Step 1 (nested feature representation). Training with the prefix-sum loss forces the first $M_1$ dictionary columns to carry as much reconstruction quality as possible at the smallest size, then the next $M_2 - M_1$ columns to add residual reconstruction, and so on. This is identical in spirit to the Matryoshka Representation Learning construction (Kusupati et al. 2022, arXiv:2205.13147) for embeddings, applied to dictionary learning.

Step 2 (avoiding feature splitting). A standard SAE forced to use $M$ features has no constraint on whether two features are coarse-then-fine or two siblings of the same coarse concept. The Matryoshka loss biases the optimization toward a hierarchy: coarse concepts in the first prefix, refinements in later prefixes. Empirically (Bussmann et al. 2024 LessWrong report) this produces fewer split features and clearer feature trees.

Step 3 (computational cost). Matryoshka loss costs $K$ forward/backward passes per training step relative to a standard SAE; with $K = 6$ prefixes the overhead is $\sim 6 \times$ . Some implementations amortize by sharing the encoder forward pass and only doing $K$ separate decoder solves.

Why It Matters

Feature splitting is the most-cited critique of standard SAEs: a single semantic concept (say, "the word 'the' in English") can be split across 5-10 dictionary elements that each fire on slightly different contexts, making downstream analysis ambiguous. Matryoshka SAEs partially address this by forcing the dictionary to organize hierarchically. The construction also gives a knob for users who want different feature granularities for different analyses (coarse for steering, fine for circuit analysis).

Failure Mode

Matryoshka SAEs are still empirical; rigorous evaluations against TopK and JumpReLU baselines on the same tasks are limited as of 2026 Q1. The training cost ( $\sim 6 \times$ a standard SAE) limits scaling.
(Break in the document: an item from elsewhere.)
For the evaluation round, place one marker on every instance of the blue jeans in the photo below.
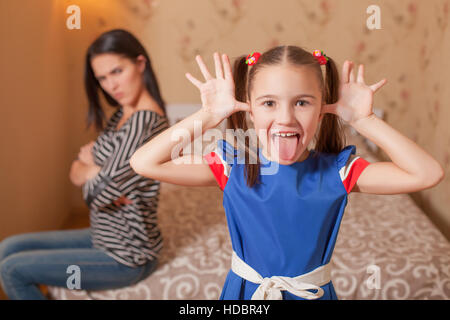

The hierarchy is implicit in the loss, not enforced; some Matryoshka runs still produce flat splits at certain depths. The closely-related Gated SAE and cross-layer transcoder lines (Lindsey et al. 2024-2025) attack feature granularity from different angles, and the field has not converged on a single dominant approach.

report a correction →

Worked Examples

Example

Sphere-packing capacity for d = 4096

Let $d = 4096$ (the residual stream dimension of a typical 7B-parameter transformer). How many features can the network represent in superposition?

For pairwise inner-product slack $\varepsilon = 0.1$ (allowing 10% "off-axis" projection between any two features), the Welch bound on the number of $\varepsilon$ -orthogonal unit vectors in $\mathbb R^d$ is approximately $\exp(d \varepsilon^2 / 2) = \exp(20.48) \approx 7.9 \times 10^8$ . With $\varepsilon = 0.05$ the bound drops to $\exp(5.12) \approx 167$ features — so the number of features the model can pack scales exponentially in $d$ but extremely steeply in the slack tolerance $\varepsilon$ .

This is one reason Anthropic's Scaling Monosemanticity needed dictionary sizes of $\sim 10^7$ to find interpretable features in Claude 3 Sonnet's residual stream: the model can plausibly be running with $\sim 10^7$ to $10^8$ features in superposition, and the SAE has to be at least that large to recover them.

Example

L1 shrinkage on a single feature

Consider a single-feature toy: $x = z \cdot f$ with feature direction $f \in \mathbb R^d$ unit-norm, $z > 0$ scalar magnitude. The L1 SAE optimum at $\lambda$ is $\hat z = \mathrm{soft}_{\lambda/2}(z) = \max(0, z - \lambda/2)$ (with the encoder learning to approximate this). Reconstruction error: $\| x - \hat z f \|^2 = (z - \hat z)^2 = (\lambda/2)^2$ when $z > \lambda/2$ .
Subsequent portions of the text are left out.